Mathematicians find 12,000 new solutions to 'unsolvable' 3-body problem::Calculating the way three things orbit each other is notoriously tricky, but a new study may reveal 12,000 new solutions.
This is one of those headlines that's more obscuring than enlightening. We knew a bunch of ways that you could arrange three gravitational bodies and have them be in a stable orbit around each other. This adds 12,000 more. However, a general solution is still incredibly complicated, and the Trisolarans would still like to have a little chat with us in Australia some time.
Title is wrong. Unsolvable means no general closed form solution. That doesn't mean that single constellations cannot be proven stable.
There is for example a trivial solution to the n-body problem. Arrange all bodies equidistant on a circle and have them move at the speed that keeps them on the circle.

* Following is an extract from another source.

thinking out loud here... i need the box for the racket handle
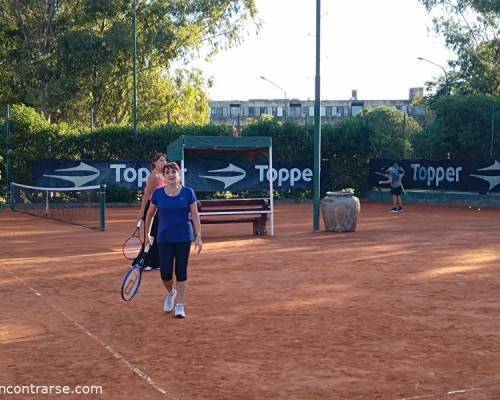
[136,220,142,228]
[143,243,151,253]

I thought the first book was pretty meh with big ideas but mid execution, but holy hell was the sequel exciting and leagues ahead in terms of quality. Really delivers on what the first novel sets up.

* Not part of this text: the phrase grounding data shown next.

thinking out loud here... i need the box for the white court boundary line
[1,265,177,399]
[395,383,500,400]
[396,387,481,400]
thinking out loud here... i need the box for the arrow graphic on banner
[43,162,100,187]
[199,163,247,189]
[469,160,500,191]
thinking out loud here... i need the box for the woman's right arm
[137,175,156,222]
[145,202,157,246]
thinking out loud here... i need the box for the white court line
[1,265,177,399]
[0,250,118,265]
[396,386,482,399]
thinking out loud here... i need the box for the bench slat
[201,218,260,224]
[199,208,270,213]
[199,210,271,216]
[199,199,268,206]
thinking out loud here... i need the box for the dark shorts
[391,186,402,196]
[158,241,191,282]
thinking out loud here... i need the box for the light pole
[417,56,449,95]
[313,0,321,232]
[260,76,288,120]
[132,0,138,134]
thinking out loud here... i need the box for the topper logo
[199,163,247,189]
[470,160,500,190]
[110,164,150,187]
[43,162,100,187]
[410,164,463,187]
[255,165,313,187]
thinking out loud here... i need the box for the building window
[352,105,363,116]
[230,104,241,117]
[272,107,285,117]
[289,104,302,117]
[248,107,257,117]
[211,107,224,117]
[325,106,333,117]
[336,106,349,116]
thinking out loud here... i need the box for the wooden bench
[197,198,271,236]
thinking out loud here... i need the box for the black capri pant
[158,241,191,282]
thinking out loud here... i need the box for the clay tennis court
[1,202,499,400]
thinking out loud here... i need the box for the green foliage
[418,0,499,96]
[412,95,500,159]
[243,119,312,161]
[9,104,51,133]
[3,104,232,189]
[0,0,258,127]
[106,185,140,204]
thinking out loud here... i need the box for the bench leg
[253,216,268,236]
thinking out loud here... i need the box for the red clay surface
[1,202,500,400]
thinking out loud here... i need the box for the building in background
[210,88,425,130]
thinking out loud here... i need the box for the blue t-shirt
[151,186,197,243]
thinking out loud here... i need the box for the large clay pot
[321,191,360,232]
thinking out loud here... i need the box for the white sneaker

Idk it was fun for me. I thought it was interesting being from China, I'm not that well read so the Chinese author put a cool perspective on the novel.

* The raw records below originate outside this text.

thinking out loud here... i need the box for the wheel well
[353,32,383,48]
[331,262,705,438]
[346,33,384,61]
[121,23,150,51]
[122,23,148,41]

I think it's similar to a lot of golden age SF novels from Clarke, Asimov, etc. Big, fantastic ideas combined with characters that are cardboard cutouts.
Isn't this already solved by total gravitational mass anyway? I'm not understanding what this article even means. You have 3 bodies that are constantly losing mass, and any difference in equilibrium means they fall out of orbit with each other. 3 bodies of exactly or near the density would decay at the same rate. I'm a laymen, but help me out here.
The summary is that scientists don't have a single, simple equation that they can use to precisely predict the orbits of three bodies based on the initial positions and velocities of those bodies like they can with only two bodies (the two-body problem). The solutions they have are either approximate solutions (not precise, but close enough to be useful), equations that apply only to specific types of orbits and therefore can't be used to predict other three-body orbits, and a general equation that is so ridiculously long that it is not really usable. I am also just a layman, so take my summary with a grain of salt, but hopefully the video will help.